O ASNO E A BORBOLETA
Certa feita, um asno que no alto de uma colina comia sossegadamente a relva orgânica do seu jantar, estancou de repente e, do nada, indagou aflito a si próprio quem ele era e se realmente existia. Como não conseguiu articular uma resposta convincente para o seu questionamento, resolveu dar uma voltinha para relaxar, pois aquela dúvida, surgida do acaso, além de tirar o seu apetite, o havia deixado bastante confuso e estressado.
Como era noite, foi descendo a colina a passo de tartaruga e logo sentiu uma vontade enorme de contar as estrelas do céu. Começou, então: uma, duas... treze — empacou! Cinco tentativas seguidas, e o máximo que conseguiu foi chegar a treze! — parece que não era muito bom com números.
Envolvido com as asneiras que supostamente pensava, o asno não percebeu o dia amanhecendo, tampouco uma borboleta colorida que pousara ali naquele galho do ingazeiro às margens do rio. Mas estava com sede. Então, aproveitou para beber um pouco d’água.
Quando se aproximou da margem do rio, ouviu uma suave voz que foi logo lhe dizendo: “Bom dia, coleguinha, seja bem-vindo ao nosso clube! Desfrute conosco esse dia lindo e primaveril. Finalmente, agora estamos todos aqui para beijar essas flores maravilhosas!”
O asno, então, percebeu a borboleta colorida e pôde constatar que, realmente, era primavera, pois à sua volta havia milhares de flores e pássaros e de outras tantas borboletas. Ele hesitou por um instante e, em seguida, tentando demonstrar segurança, respondeu que não podia se lançar àquelas flores, pois não era uma delas, que não fazia parte do clube das borboletas.
A anfitriã ficou surpresa e lhe assegurou que não tinha dúvida de que ele era, sim, uma borboleta, mas que, de qualquer forma, queria saber por que ele não se considerava, assim como os seus pares, um exemplar legítimo dos lepidópteros; — o que estaria havendo — perguntou.
O asno, demonstrando total insegurança, disse-lhe apenas que “Ora, colega, veja só o meu tamanho!”
Parece que a borboletinha praticava ciclo PDCA desde a infância, porque estava preparada para neutralizar qualquer reação negativa da besta. Nesse caso, ela disse bastante irônica que não era cega, pois era evidente a diferença de tamanho entre eles, mas que isso não mudava a essência dos fatos. Muito pelo contrário — continuou —, dizendo que tinha plena consciência de estar diante, não de uma borboleta, mas de um borboletão.

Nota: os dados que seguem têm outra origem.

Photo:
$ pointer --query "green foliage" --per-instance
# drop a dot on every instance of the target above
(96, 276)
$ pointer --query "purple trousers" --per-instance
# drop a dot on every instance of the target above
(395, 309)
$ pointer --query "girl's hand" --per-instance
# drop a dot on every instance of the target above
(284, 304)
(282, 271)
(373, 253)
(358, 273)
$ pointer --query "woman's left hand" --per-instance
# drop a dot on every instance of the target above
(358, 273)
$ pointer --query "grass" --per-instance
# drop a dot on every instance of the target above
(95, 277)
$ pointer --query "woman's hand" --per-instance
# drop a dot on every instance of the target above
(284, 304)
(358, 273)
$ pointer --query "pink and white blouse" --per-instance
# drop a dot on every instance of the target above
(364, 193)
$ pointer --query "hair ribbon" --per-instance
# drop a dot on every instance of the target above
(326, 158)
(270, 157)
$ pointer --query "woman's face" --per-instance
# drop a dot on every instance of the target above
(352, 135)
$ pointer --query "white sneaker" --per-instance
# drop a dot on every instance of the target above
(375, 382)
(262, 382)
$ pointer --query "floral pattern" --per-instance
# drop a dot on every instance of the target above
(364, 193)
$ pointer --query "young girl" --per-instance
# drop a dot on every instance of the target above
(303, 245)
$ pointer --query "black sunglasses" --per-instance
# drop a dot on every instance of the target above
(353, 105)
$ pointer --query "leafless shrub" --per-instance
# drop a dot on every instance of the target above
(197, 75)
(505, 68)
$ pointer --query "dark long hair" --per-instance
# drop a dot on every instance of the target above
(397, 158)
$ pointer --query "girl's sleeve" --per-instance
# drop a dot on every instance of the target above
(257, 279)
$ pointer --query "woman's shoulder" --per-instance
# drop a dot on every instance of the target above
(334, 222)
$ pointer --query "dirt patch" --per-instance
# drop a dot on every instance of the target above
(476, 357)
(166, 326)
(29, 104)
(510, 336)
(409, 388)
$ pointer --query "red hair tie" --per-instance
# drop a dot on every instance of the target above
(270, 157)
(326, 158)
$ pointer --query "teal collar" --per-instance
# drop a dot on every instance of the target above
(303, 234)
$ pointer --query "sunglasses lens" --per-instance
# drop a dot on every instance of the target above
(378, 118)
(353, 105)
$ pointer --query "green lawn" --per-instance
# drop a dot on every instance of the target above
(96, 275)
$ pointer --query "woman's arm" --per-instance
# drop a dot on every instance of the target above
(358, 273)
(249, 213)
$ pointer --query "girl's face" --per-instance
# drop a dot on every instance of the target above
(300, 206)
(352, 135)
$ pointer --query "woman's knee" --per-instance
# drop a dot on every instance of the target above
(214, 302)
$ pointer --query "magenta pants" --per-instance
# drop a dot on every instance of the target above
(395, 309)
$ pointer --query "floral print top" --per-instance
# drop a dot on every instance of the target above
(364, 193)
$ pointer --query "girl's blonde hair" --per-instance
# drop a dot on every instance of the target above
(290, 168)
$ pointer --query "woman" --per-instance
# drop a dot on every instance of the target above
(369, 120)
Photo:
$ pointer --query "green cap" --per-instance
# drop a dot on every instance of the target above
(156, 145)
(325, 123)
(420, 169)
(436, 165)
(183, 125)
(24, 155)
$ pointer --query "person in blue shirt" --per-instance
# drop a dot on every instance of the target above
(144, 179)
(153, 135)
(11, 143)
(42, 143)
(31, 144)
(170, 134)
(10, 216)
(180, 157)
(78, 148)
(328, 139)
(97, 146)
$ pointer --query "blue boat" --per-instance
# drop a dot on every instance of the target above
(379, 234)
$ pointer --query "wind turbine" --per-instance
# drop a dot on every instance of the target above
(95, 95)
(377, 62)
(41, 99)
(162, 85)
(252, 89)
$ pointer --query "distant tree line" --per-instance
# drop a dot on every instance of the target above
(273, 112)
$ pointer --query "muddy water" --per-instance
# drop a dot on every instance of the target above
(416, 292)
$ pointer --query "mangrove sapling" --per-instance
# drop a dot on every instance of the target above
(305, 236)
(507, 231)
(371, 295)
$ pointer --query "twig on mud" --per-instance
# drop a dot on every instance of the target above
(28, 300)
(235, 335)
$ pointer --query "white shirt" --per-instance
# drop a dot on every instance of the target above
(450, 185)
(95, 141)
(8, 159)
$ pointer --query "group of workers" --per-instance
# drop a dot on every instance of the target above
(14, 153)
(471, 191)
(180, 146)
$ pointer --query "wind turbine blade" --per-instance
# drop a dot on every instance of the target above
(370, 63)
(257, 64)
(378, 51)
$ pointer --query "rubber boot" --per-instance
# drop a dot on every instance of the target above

O asno até tentou um “mas e se...”, porém, rapidamente, a borboleta emendou o seu discurso com elogios aos atributos físicos do novo coleguinha, falou da felicidade que seria para o clube receber um elemento agregador de valores tão especiais como simpatia, capacidade de argumentação e rara inteligência. Não deu outra: o asno entrou pro clube.
Questionada, porém, pelo novo sócio sobre a sua incapacidade de voar, se isso não seria um fator impeditivo fundamental, a borboleta respondeu na lata: “Coleguinha, você ficará com o comando terrestre!”